Existem vários dias memoráveis nos calendários do mundo todo. O Dia da Bastilha é um dia de comemorar o momento decisivo na Revolução Francesa. Os belgas têm o seu Dia Nacional, os italianos têm o seu Dia da Festa de São Genaro. A celebração mais importante da independência e liberdade individual norte-americana é rememorada no Quatro de Julho. A memória da nação está entesourada em concreto e granito, como o monte Rushmore e o Monumento de Washington. Até mesmo as moedas e o dinheiro são lembranças contínuas do passado ilustre da nação. A fim de evitar ser moldado por quaisquer que sejam as formas inteiramente novas que os líderes emergentes desejam, é importante lembrar o passado. O resultado do esquecimento não é um “novo” povo; pelo contrário, será uma população perdida e moribunda. Por esta razão, Judas 5 começa com uma exortação aos crentes para que lembrem do passado.
Os cristãos precisam evitar enxergar o Antigo Testamento meramente como um interessante registro de eventos históricos; eles devem também examinar como suas vidas são impactadas com base no que aqueles eventos históricos verdadeiros comunicam.
Lembrem do Passado
Judas 3-4 adverte para que se reconheçam aqueles que ameaçam a fé cristã: (1) os ímpios; (2) os sensualistas; e (3) os rebeldes. Seguindo esta primeira exortação, os próximos versículos advertem os crentes a lembrarem-se do passado: “... quero lembrá-los...” (v. 5). Pode-se assumir que aqueles que liam os versículos 5-7 conheciam os eventos históricos mencionados. De fato, o ponto é que os leitores sabiam – mas precisavam ser lembrados – do julgamento de Deus no passado. Deus julgou algumas das pessoas que faziam parte da nação da aliança de Israel. Ele também julgou alguns dentre os anjos (santos) eleitos, e julgou Sodoma e Gomorra “e as cidades em redor”.

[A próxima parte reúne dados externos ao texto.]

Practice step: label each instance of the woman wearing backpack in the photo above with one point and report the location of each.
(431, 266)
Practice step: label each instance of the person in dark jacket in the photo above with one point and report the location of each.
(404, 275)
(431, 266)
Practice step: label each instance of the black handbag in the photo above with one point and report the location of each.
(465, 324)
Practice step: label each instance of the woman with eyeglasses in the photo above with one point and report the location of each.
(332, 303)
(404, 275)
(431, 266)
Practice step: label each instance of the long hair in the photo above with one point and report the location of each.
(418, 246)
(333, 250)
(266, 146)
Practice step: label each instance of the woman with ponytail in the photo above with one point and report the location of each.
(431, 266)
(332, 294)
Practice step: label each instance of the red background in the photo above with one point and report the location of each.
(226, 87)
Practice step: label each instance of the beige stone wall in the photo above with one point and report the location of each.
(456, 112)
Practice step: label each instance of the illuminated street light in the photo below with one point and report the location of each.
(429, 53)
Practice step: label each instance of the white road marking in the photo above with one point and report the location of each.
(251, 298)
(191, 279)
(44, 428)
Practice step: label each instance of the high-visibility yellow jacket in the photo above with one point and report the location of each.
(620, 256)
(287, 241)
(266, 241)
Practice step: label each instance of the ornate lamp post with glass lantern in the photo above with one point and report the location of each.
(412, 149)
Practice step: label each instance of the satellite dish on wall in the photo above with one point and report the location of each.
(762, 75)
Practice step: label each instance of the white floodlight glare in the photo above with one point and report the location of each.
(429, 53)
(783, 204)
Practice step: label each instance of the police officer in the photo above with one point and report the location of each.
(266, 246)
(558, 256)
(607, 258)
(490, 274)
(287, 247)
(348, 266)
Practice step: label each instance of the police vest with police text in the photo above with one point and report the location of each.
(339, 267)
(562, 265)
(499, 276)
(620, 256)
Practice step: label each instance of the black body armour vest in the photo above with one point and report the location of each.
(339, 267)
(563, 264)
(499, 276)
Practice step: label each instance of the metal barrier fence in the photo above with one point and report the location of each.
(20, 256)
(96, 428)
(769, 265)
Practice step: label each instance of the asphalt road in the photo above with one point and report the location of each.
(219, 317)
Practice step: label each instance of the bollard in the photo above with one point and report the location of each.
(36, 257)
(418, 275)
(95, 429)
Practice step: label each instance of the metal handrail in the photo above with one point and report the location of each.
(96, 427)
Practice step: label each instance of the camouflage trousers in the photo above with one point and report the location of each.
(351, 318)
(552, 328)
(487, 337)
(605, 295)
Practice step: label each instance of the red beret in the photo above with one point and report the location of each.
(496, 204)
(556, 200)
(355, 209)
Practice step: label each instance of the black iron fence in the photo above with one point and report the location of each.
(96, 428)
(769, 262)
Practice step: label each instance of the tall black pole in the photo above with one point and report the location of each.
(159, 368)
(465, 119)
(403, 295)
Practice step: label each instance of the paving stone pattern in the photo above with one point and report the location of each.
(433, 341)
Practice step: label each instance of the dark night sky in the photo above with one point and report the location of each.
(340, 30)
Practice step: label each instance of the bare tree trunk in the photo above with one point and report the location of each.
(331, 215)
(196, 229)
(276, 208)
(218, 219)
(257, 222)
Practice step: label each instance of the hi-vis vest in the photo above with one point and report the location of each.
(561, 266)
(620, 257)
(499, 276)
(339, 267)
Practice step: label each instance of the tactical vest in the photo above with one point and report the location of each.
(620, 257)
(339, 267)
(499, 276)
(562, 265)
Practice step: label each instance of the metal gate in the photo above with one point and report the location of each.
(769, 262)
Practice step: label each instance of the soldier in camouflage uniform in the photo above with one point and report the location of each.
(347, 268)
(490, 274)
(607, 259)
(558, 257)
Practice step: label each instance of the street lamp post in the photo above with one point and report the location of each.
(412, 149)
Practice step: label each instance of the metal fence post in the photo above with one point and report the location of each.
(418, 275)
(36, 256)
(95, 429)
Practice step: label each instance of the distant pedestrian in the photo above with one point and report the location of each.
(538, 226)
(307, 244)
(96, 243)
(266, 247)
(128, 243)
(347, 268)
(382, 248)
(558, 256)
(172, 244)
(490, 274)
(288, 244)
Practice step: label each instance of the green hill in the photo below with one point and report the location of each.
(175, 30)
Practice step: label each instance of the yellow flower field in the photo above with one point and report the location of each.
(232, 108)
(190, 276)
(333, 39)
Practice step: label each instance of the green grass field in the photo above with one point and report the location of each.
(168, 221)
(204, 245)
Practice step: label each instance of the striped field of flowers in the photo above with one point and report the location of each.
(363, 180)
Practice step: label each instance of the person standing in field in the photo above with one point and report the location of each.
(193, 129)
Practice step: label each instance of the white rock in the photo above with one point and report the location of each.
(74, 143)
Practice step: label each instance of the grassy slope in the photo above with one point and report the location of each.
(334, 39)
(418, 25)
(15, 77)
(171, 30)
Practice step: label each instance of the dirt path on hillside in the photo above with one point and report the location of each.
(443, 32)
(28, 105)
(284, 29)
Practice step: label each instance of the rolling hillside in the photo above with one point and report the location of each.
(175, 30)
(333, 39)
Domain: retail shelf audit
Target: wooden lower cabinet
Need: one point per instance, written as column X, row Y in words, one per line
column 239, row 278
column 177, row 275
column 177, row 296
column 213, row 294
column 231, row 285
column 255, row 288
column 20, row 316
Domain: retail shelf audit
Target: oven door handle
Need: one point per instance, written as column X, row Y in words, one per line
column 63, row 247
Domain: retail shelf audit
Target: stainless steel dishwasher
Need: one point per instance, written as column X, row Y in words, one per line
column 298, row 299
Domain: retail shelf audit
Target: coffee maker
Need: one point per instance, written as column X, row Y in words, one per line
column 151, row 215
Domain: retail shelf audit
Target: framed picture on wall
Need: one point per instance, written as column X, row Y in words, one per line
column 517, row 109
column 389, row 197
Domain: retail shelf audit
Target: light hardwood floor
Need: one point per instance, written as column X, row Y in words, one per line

Os crentes precisam aplicar seu conhecimento do passado às suas experiências atuais. Há um perigo em conhecer eventos históricos de forma meramente acadêmica (o que significa conhecer algo intelectualmente, mas sem aplicar esse conhecimento de forma que impacte sua vida). Há um relacionamento constante entre o que uma pessoa professa e o impacto dessa crença sobre as suas ações. Se a confissão de um cristão e suas ações se contradizem entre si inteiramente, então pode-se presumir que tal indivíduo, ou é um hipócrita mentiroso, ou muito confuso (ou até mesmo ambos). Os cristãos precisam evitar enxergar o Antigo Testamento meramente como um interessante registro de eventos históricos; eles devem também examinar como suas vidas são impactadas com base no que aqueles eventos históricos verdadeiros comunicam.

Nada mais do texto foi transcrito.